Reference no: EM13370963
Eastwood Company ( A US based company) has subsidiaries in 3 countries, X, Y and Z. All three subsidiaries sell and manufacture products in their host country. Corporate income tax rates in three countries over the most current three years period as follows:
Country Year 1 Year 2 Year 3
X 50% 50% 40%
Y 25 25 25
Z 36 30 30
None of these countries imposes a withholding tax on dividends distributed to a distant parent company. The US corporate income tax rate over this period was 35 percent.

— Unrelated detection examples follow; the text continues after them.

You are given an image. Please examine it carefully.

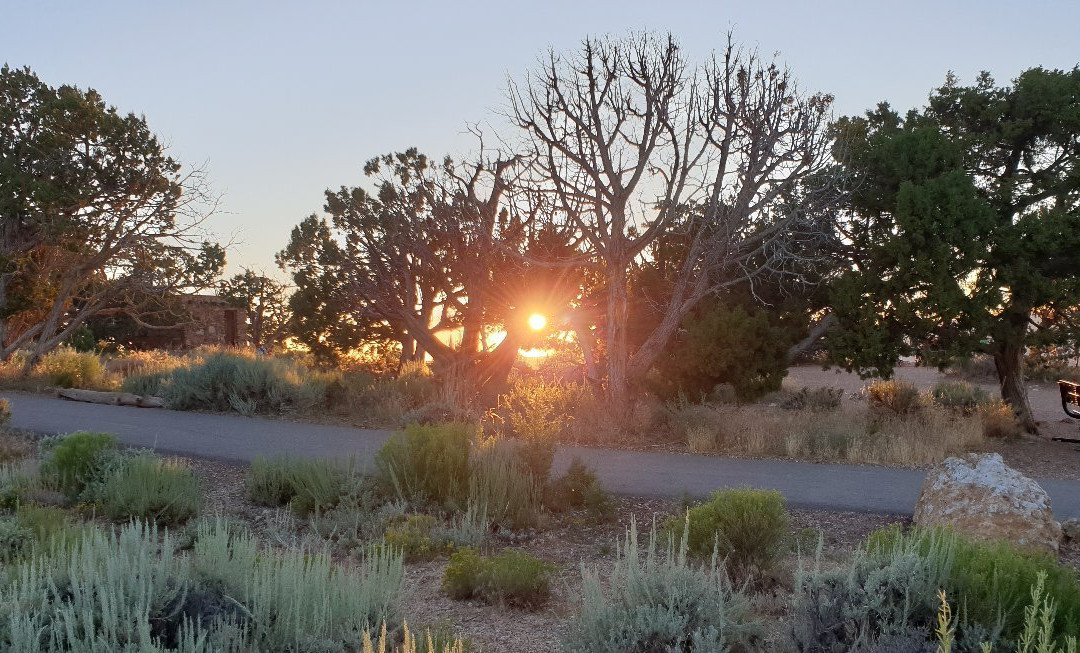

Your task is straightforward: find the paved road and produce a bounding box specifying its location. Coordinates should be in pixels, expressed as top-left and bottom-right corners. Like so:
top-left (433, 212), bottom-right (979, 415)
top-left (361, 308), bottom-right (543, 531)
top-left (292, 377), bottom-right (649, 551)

top-left (8, 393), bottom-right (1080, 519)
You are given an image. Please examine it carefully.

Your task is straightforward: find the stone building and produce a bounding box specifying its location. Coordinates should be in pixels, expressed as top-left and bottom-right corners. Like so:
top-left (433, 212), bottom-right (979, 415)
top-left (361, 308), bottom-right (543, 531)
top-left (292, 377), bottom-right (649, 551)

top-left (131, 295), bottom-right (247, 350)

Pretax income earned by every subsidiary and the percentage of after tax income paid to Eastwood over hte most recent three year period are as given:
Year 1 Year 2 Year 3
Subsidiary X
Pretax Income $100,000 $100,000 $100,000
Dividend (% of after tax income) 100% 50% 50%
Subsidiary Y
Pretax income $150,000 $150,000 $150,000
Dividend (% of after tax income) 50% 50% 50%
Subsidiary Z
Pretax Income $200,000 $200,000 $200,000
Dividen (% of after tax income) 40% 40% 100%
Required:
A. Evaluate the amount of foreign source income Eastwood will include in the US tax return in each of the 3 years.
B. Evaluate the amount of foreign tax credit Eastwood will be allowed to take in evaluate its US tax liabilty in each of the 3 years.
C. Evaluate the amount of excess foreign tax credit, if any, Eastwood will have in each of the three years.
D. Evaluate Eastwood's net US tax liability in each of the 3 years.